Columnist Leung Man-tao said that a delivery service in Taiwan – SF Express – refused to send three books from Taipei to Hong Kong, citing “recent content restrictions placed by China on articles and books.”
Leung wrote about the incident on Sunday in an Apple Daily column, where he expressed surprise and concern over possible censorship. Local lawmaker James To had also asked parties involved in the case for clarification.

Leung said he took a trip to Taipei last week, and that he had asked the concierge at his regular hotel to make arrangements for books he bought to be sent to Hong Kong.
The hotel later told him that three books could not be sent. These were: Out of China: How the Chinese Ended the Era of Western Domination by Robert Bickers, The Great Debate: Edmund Burke, Thomas Paine, and the Birth of Right and Left by Yuval Levin and an issue of Taiwanese academic journal Intellectual History.
According to Leung’s column, the hotel staff told him the decision had been made by delivery service SF Express and had nothing to do with the hotel.
“If this was really SF Express’s decision, was dedicated staff checking books at their Taipei delivery centre? Or was it the delivery person checking the books one by one at the hotel?” Leung wrote.
“Does [SF Express] have a list of books they cannot transport?… Or do the staff members make the decision according to their own judgment?”

A spokesperson for the company told Taiwan news organisation Central News Agency that they would not confirm if the company had handled Leung’s case. He added that the company follows each country’s customs requirements.
The spokesperson went on to say that SF Express’s Taiwan presence had been funded by Hong Kong investors, and was not a branch of SF Express’s mainland company. SF Express was founded in 1993 in Guangdong province and is one of China’s largest couriers.
HKFP has reached out to SF Express Taiwan for comment.
‘Taiwan’s One Country, Two Systems’
Leung told HK01 that the books rejected by SF Express were part of “three big bags”, which contained around 30 books in total. Two days after the incident, the hotel staff sent the rejected books to Leung via Taiwan’s postal service, he said.
Leung said he was surprised by the incident because the books did not fall under categories usually considered “sensitive” by mainland China. Some of the books in question even had translated editions which are published and sold in the mainland, he said.
“After this encounter, even I am wondering if One Country Two Systems had already been implemented in Taiwan,” he wrote.

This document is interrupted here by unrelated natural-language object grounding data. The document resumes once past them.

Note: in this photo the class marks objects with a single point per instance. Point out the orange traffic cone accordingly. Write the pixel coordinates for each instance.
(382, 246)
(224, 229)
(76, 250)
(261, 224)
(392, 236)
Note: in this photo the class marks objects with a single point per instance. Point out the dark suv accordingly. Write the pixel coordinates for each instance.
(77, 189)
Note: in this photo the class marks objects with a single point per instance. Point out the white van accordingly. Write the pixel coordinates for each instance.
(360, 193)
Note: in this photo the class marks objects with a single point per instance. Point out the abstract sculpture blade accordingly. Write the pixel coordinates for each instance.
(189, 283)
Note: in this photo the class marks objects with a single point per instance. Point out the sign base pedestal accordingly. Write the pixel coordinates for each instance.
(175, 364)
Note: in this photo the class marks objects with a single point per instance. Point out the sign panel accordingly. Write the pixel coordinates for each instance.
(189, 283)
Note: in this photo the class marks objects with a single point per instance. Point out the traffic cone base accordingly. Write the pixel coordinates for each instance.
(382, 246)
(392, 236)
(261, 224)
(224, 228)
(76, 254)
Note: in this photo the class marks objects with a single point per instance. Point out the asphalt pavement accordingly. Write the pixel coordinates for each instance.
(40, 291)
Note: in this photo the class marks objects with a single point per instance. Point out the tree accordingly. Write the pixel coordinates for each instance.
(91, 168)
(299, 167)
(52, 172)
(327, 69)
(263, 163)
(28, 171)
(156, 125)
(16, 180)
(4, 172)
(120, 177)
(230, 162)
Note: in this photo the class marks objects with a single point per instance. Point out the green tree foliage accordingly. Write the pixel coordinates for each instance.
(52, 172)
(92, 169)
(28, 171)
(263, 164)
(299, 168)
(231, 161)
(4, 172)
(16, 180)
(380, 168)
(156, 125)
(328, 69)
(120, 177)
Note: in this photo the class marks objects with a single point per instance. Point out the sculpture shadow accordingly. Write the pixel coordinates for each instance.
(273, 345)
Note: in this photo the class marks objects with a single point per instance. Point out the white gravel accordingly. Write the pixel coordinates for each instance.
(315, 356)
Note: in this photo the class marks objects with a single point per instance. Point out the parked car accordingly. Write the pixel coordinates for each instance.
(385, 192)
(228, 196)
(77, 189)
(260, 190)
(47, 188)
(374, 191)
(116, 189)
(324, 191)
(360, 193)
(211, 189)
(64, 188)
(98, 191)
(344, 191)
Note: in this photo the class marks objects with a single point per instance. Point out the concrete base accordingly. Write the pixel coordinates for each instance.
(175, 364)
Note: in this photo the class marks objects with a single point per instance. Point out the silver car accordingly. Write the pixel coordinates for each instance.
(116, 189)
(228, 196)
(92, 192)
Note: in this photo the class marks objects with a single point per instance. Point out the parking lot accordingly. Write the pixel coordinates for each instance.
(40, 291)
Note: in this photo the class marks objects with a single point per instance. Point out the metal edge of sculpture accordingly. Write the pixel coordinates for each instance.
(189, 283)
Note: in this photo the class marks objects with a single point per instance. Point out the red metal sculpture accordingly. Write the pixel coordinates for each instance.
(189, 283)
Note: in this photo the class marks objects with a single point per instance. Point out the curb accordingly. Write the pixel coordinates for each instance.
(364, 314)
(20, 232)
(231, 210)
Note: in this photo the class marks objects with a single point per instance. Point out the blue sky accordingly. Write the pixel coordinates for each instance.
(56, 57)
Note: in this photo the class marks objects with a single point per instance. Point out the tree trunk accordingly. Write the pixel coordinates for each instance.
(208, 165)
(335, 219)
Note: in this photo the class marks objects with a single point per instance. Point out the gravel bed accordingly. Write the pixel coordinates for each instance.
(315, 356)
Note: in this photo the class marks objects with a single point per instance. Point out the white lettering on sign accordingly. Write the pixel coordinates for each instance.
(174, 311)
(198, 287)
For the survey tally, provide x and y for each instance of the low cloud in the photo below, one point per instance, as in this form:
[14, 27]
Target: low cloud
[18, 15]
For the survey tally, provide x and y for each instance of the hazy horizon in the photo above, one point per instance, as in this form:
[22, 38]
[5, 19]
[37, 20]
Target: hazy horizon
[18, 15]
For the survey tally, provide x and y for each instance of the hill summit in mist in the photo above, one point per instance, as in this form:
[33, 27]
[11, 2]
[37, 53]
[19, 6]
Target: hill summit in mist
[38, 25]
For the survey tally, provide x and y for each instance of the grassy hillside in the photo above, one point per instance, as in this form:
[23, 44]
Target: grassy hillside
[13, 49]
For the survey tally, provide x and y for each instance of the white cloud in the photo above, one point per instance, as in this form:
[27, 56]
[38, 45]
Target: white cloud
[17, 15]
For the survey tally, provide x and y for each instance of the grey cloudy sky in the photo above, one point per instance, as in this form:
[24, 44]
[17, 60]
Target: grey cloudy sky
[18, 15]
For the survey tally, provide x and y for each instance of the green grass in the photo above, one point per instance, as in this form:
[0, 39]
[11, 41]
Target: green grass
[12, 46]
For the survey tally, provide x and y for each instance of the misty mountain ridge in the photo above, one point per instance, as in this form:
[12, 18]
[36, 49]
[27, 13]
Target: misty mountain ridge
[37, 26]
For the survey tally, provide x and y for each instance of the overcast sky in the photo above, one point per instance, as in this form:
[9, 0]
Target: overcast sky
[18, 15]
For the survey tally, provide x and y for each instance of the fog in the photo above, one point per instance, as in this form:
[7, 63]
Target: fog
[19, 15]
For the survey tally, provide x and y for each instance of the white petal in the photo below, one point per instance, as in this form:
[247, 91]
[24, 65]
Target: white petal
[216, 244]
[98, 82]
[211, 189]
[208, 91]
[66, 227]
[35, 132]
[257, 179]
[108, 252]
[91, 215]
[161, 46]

On Monday, Democratic Party lawmaker James To urged Taiwan and Hong Kong governments to clarify whether there are books under an import-export ban.
To said he believed the incident was a case of self-censorship, and also asked SF Express to explain their legal liability in failing to send the books.
According to SF Express’s Taiwan website, service users cannot send materials that are “harmful to China’s political [sic], culture and morality” from Taiwan to mainland China.
No such condition was listed for delivery from Taiwan to Hong Kong.